De sporedoosjes (sporangiën) staan in groepjes (sori) bij elkaar. De sori worden bij bepaalde soorten, zoals Wijfjesvaren (Athyrium filix-femina) en de Niervarens (Dryopteris sp.) beschermd door een dekvliesje (indusium) dat allerlei vormen kan hebben. De vorm van de sori en de vorm van het indusium zijn goede determinatiekenmerken van de verschillende soorten varens.

Voortplanting.

Al in de renaissance was bekend dat varens zich door middel van sporen voortplanten, maar hoe dit precies werkte, werd pas in de 19e eeuw ontdekt omdat er toen betere miscroscopen kwamen om onderzoek te doen. Varens laten het transport van sporen over aan wind en water. Sporen zijn nameljik bij uitstek geschikt om op deze manier varens over grote afstanden te verspreiden. Ze zijn klein, meestal tussen 1/200e mm dik en licht. Hierdoor komen regelmatig sporen van de ene soort op de andere soort terecht en ontstaan er hybriden. Dit komt onder meer bij de Niervarens (Dryopteris) voor.
Sporen bestaan in twee modellen, de oudste bezitten een drie-armige kiemspleet (trilete spore). De meeste varenachtigen en vele varens hebben dit type sporen. Het tweede model is de monolete spoor dat boonvormig is en waar op de plek van de naad een kiemspleet zit. Deze spleet dient om de voorkiem bij kieming eruit te laten.
Elke varencel is diploïd en bevat twee chromosomensets, een van elke ouder. De varenplant zelf is ook diploïd. De diploïde levensvorm, de varenplant zelf, wordt sporofyt genoemd.

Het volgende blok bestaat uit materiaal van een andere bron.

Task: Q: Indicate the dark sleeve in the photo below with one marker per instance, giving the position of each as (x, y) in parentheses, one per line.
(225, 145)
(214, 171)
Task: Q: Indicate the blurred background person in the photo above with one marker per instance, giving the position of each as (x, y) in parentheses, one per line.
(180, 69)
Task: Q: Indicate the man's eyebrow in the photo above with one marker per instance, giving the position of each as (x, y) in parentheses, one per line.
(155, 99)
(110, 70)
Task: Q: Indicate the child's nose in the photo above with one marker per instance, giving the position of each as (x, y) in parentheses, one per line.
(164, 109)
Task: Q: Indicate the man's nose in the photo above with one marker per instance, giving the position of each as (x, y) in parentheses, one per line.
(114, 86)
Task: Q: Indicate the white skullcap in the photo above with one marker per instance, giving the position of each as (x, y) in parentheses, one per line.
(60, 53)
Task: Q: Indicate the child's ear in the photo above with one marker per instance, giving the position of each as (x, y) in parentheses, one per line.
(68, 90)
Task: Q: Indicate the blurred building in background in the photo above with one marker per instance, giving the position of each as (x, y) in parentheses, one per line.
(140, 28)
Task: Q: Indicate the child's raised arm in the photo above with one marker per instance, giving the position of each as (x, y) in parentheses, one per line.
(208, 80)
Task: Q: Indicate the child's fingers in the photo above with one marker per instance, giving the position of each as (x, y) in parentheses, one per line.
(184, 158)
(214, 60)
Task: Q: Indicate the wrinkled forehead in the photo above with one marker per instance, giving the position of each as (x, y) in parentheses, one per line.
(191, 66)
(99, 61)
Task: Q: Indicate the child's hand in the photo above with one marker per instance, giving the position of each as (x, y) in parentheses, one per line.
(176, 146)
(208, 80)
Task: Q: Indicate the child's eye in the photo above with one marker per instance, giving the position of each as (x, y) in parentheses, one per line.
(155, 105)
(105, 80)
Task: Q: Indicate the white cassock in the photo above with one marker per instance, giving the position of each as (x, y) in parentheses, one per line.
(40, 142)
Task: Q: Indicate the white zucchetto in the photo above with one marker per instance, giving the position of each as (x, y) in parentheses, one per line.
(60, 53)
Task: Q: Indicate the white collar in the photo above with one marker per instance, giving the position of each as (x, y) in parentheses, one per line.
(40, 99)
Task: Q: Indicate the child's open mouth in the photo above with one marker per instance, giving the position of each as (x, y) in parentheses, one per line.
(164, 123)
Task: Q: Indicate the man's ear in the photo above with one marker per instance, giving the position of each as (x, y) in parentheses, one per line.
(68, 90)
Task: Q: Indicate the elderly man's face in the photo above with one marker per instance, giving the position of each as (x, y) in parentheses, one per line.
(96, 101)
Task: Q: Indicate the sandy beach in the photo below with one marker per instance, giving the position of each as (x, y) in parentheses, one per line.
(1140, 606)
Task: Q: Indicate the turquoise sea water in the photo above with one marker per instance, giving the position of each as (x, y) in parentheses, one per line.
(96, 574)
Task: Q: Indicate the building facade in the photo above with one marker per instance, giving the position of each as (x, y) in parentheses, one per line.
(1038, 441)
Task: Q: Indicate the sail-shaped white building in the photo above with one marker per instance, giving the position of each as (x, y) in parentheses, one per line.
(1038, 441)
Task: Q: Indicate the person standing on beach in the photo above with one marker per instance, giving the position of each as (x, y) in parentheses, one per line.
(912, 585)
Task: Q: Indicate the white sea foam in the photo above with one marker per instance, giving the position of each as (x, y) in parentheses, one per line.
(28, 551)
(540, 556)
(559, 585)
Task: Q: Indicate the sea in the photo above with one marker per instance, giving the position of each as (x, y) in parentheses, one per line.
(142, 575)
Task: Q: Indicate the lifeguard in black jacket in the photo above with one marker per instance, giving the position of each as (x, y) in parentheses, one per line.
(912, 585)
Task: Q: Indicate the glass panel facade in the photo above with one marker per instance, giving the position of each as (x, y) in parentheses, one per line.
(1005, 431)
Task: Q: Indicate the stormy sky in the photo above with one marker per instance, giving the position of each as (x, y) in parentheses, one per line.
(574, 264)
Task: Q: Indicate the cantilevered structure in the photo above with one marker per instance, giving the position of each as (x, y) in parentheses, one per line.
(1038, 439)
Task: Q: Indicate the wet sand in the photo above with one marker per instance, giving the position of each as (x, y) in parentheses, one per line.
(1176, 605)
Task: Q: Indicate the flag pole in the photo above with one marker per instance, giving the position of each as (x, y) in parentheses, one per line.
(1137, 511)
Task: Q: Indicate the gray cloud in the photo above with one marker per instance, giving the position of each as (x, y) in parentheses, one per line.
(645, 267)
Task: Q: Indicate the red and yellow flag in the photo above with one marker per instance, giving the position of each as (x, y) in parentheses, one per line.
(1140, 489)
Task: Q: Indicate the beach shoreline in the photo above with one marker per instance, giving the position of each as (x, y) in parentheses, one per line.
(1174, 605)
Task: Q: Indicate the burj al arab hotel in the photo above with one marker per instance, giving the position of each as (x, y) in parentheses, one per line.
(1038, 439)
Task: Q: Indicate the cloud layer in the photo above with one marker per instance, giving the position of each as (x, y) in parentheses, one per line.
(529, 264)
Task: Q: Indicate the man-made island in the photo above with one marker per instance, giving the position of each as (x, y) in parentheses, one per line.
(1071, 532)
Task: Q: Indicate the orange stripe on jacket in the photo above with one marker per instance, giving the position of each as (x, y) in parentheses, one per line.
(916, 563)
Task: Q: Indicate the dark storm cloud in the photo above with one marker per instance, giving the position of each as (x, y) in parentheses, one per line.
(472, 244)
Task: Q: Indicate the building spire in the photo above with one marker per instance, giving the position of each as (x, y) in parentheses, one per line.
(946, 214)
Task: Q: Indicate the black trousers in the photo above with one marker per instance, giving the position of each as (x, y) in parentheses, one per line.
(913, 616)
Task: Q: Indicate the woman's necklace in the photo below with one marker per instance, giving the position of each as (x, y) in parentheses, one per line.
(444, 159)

Op de sporofyt worden sporedoosjes gevormd die sporangiën heetten. In de sporangiën zitten sporemoedercellen die zich elk in vier cellen met elk slechts één chromosomenset delen (reductiedeling). Daarna groeien deze cellen uit tot sporen. Een spore is heel klein, één cel groot met één chromosomenset. In elk sporangium zitten er duizenden. De spore is haploïd en bevat dus één chromosomenset. De spore heeft een stevige wand die haar tegen de invloed, zoals uitdroging, van buitenaf beschermt.
Bij de mens vermelten twee haploïde cellen met elkaar om zo een nieuw diploïd individu te vormen. Bij varens onstaat bij de voortplanting eerst nog een haploïd stadium, een voorkiem die gametofyt of prothallium wordt genoemd. De gametofyt is een groen levermosachtig plantje dat altijd kleiner is dan één centimeter. De gametofyt zit vaak tegen de grond aangedrukt of zelfs ondergronds. Bij watervarens wordt de gametofyt binnen de sporewand gevormd. Onder invloed van water en licht kan de gametofyt kiemen en uit de spore groeien. Op de gametofyt ontwikkelen zich mannelijke en vrouwelijke geslachtsorganen die antheridia en archegonia worden genoemd. In deze bolvormige structuren worden haploïde spermatozoïden en eicellen gevormd. De spermatozoïden kunnen de eicellen alleen via water bereiken, dit verklaart mede waarom varens met name in vochtige klimaten voorkomen. Na de bevruchting groeit op de gametofyt weer een diploïde sporofyt (varenplant). De gametofyt vergaat dan weer.
De meeste varens zijn homospoor, dat wil zeggen dat er maar één soort sporen voorkomt. Watervarens, zoals Marsileaceae, Salviniaceae en Azollaceae, Biesvarens (Isoetaceae) en Selaginellaceae zijn echter heterospoor, deze hebben kleine en grote sporen die in verschillende sporedoorsjes voorkomen. Ze vormen in een megasporangium één of meerdere megasporen. Deze groeit binnen de spore uit tot een voorkiem die ook vrouwelijke geslachtsorganen bevat. De spore gaat daardoor vaak pas open als de eicellen rijp zijn voor bevruchting. In het microsporangium worden vele kleine microsporen gevormd. Zij ontwikkelen zich binnen de sporewand tot kleine voorkiemen waarop zich mannelijke geslachtsorganen bevinden. Via het water worden de spermatozoïden dan weer naar de vrouwelijke geslachtsorganen getransporteerd.
Varens worden op grond van kenmerken van het sporedoosje (sporangium) opgedeeld in twee groepen. De eusporangiate varens, die sporedoosjes met een celwand met een dikte van meerdere cellen bezitten en waarin zeer veel, 100-en tot 1000-en sporen worden gevormd, en de leptosporangiate varens, die een sporedoosje met een celwand met een dikte van een cel hebben waarin doorgaans 64 of minder sporen worden gevormd.
De sporagniumwand bevat een groep speciale dikwandige cellen (annulus) die ervoor zorgen dat het sporangium openspringt waneer de sporen rijp zijn. De Addertongfamilie (Ophioglossaceae) is eusporangiaat en wordt als primitief gezien. De Koningsvarenfamilie (Osmundaceae) wordt gezien als een tussengroep die een sporendoosje met een annulus heeft, maar waarin ook enorme aantallen sporen gevormd worden. De meeste overige families zijn leptosporangiaat.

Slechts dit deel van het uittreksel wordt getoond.